Chapter 2: Problem 98
Express each of the following as an "ordinary" decimal number. a. \(3.011 \times 10^{23}\) b. \(5.091 \times 10^{9}\) c. \(7.2 \times 10^{2}\) d. \(1.234 \times 10^{5}\) e. \(4.32002 \times 10^{-4}\) f. \(3.001 \times 10^{-2}\) g. \(2.9901 \times 10^{-7}\) h. \(4.2 \times 10^{-1}\)
Short Answer
Expert verified
a. \(301100000000000000000000\)
b. \(5091000000\)
c. \(720\)
d. \(123400\)
e. \(0.000432002\)
f. \(0.03001\)
g. \(0.00000029901\)
h. \(0.42\)
Step by step solution
01
Identify the exponent
The exponent is 23 in this case.
02
Move the decimal point
Since the exponent is positive, we will move the decimal point 23 places to the right. So the answer is: \(301100000000000000000000\).
b. Express \(5.091 \times 10^{9}\) as an ordinary decimal number.
03
Identify the exponent
The exponent is 9 in this case.
04
Move the decimal point
Since the exponent is positive, we will move the decimal point 9 places to the right. So the answer is: \(5091000000\).

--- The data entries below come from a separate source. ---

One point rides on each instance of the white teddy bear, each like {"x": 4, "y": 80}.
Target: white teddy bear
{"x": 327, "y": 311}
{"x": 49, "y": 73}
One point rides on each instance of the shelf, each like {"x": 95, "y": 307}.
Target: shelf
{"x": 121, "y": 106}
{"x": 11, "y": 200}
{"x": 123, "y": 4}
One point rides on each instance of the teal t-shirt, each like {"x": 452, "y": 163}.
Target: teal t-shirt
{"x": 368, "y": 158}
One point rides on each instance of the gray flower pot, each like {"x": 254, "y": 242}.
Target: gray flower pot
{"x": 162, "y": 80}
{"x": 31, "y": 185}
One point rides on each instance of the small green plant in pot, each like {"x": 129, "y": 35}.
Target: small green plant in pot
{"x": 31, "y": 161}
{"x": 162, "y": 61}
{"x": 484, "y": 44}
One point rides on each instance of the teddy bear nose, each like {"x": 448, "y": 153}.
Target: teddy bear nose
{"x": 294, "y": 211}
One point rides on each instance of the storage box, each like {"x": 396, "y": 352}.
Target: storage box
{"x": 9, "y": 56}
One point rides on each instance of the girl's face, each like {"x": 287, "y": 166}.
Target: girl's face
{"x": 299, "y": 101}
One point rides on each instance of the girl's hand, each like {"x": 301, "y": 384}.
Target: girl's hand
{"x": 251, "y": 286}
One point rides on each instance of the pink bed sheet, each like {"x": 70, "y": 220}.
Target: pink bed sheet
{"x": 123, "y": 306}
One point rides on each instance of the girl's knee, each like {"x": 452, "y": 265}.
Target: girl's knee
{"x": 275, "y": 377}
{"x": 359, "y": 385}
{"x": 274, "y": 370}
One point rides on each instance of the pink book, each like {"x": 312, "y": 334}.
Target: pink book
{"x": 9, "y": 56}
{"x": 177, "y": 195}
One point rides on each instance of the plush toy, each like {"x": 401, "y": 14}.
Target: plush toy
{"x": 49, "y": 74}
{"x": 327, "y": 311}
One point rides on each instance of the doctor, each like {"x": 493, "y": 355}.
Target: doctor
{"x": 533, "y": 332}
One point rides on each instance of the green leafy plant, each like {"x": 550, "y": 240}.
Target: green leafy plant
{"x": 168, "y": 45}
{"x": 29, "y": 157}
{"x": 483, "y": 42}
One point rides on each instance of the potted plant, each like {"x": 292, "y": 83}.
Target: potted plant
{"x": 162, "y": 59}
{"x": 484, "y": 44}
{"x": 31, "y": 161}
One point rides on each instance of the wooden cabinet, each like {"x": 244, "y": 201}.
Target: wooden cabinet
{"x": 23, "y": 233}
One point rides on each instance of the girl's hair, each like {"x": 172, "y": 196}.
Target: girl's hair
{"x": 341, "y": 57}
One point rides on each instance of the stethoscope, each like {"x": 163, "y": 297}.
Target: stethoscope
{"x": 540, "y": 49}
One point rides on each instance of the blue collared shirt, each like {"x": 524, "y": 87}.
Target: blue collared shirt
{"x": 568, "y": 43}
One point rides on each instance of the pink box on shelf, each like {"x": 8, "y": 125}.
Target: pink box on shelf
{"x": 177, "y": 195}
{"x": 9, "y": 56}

c. Express \(7.2 \times 10^{2}\) as an ordinary decimal number.
05
Identify the exponent
The exponent is 2 in this case.
06
Move the decimal point
Since the exponent is positive, we will move the decimal point 2 places to the right. So the answer is: \(720\).
d. Express \(1.234 \times 10^{5}\) as an ordinary decimal number.
07
Identify the exponent
The exponent is 5 in this case.
08
Move the decimal point
Since the exponent is positive, we will move the decimal point 5 places to the right. So the answer is: \(123400\).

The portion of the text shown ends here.